Купеческий сын вдруг в голос разрыдался, прикрыв лицо ладонями. Он содрогался всем телом, и страдание его казалось искренним, но в какой-то момент он отогнул большой палец руки, и Ростопчин увидел в щели лукавый взгляд и все ту же притворную улыбку.
— Паяц! — возмущенно крикнул он и запустил в купеческого сына бронзовым бюстом императора Павла, стоявшим на его письменном столе.
Граф проснулся от звона стекла. Однако окно было цело, и бюст Павла стоял на прежнем месте.
— Что за чертовщина? — произнес он вслух. — Опять мне этот леший примерещился!
Федор Васильевич перекрестился, не переставая думать о том, что не впустую Верещагин упомянул парижи и лондоны. Граф уже не раз за последние месяцы вспоминал их с дочерью путешествие в Англию на маленьком суденышке и тот проклятый шторм, в который они угодили. В Лондоне, когда они гостили у графа Семена Воронцова, Лиза немного покашливала, да он не придал этому особого значения, тем более что кашель вскоре исчез.
— Это я, я сам, безмозглый осел, погубил мою девочку! — запричитал он, схватившись за голову.
Звон стекла, разбудивший графа, на самом деле прозвучал не во сне.
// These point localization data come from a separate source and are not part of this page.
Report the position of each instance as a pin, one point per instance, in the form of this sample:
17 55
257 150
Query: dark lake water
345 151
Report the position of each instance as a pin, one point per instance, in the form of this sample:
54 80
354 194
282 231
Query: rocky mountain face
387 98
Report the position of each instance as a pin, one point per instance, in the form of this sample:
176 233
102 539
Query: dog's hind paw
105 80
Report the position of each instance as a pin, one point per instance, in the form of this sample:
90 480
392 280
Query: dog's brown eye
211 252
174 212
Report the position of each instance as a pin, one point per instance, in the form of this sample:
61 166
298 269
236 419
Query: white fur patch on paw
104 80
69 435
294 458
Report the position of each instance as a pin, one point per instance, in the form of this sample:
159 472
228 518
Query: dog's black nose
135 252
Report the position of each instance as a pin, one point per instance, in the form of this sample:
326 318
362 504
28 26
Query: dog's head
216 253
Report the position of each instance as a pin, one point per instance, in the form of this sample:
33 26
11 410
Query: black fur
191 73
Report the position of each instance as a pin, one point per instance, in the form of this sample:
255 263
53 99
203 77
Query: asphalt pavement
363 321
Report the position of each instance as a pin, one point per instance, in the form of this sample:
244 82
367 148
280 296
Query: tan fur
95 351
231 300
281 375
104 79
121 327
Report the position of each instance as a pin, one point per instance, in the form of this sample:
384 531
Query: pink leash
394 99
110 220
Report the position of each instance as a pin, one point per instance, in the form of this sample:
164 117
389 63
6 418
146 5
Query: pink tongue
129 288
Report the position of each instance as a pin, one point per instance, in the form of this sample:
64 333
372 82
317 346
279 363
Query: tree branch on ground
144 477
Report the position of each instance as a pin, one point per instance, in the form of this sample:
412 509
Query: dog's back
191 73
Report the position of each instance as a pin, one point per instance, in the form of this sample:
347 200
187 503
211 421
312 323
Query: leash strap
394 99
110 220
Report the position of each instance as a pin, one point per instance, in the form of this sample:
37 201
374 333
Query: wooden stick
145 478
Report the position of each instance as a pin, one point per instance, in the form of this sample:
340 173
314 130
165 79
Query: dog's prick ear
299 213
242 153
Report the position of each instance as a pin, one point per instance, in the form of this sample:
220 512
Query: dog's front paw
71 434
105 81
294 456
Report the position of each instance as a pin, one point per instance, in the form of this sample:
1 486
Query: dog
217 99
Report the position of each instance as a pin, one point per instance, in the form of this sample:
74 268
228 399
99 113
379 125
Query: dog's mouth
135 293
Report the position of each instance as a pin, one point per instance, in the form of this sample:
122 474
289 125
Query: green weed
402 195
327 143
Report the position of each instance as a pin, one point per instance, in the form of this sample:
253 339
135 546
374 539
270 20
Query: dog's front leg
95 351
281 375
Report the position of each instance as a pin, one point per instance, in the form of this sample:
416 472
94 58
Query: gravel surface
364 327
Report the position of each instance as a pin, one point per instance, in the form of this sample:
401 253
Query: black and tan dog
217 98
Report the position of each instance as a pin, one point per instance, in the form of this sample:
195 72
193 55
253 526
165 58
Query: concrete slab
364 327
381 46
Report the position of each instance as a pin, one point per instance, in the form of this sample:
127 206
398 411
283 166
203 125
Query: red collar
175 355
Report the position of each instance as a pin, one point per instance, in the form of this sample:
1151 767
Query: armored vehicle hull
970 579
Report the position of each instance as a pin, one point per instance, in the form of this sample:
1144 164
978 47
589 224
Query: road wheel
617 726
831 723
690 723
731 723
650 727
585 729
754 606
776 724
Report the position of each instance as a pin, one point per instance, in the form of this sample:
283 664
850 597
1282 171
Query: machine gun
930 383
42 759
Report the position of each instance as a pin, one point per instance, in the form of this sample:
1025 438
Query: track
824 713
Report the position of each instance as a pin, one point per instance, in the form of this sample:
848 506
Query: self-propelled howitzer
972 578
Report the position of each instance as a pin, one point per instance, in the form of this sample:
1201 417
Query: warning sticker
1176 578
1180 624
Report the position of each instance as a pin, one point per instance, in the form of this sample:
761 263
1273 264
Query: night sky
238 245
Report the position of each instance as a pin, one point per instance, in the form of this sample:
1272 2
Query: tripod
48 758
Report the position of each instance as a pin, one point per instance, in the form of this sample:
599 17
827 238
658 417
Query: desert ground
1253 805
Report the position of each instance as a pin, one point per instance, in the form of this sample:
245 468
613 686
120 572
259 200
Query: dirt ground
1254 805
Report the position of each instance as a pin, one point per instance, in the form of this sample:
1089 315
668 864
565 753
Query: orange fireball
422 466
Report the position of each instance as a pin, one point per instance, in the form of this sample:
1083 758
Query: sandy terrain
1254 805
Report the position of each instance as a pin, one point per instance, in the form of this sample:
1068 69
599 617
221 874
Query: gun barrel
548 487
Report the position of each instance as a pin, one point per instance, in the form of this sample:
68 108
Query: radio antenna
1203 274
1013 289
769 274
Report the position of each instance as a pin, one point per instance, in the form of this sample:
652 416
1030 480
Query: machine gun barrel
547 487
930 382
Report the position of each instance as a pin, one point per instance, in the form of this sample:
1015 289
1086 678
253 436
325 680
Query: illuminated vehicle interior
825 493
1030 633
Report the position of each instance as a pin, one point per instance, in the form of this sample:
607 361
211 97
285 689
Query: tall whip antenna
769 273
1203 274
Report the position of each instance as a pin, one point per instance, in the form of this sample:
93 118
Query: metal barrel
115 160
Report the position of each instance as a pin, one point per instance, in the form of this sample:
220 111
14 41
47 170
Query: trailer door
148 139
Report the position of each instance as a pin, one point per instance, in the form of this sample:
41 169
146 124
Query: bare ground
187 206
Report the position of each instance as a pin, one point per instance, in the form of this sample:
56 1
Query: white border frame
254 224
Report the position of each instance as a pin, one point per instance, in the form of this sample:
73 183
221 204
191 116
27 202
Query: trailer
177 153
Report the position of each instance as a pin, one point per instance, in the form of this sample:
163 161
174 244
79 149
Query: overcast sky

Художник Сальватор Тончи, направлявшийся в кабинет Ростопчина, чтобы сообщить отцу о смерти Лизы, не удержал в дрожащей руке графина с водой. Лизу он рисовал еще совсем крохой и часто со смехом вспоминал, как трехлетняя проказница тайно лакомилась его красками и к концу сеанса вымазывалась с головы до пят. Этот и другие портреты сгорели в старом Воронове, а последний он не успел дописать, потому что девушка, измученная болезнью, отказывалась позировать.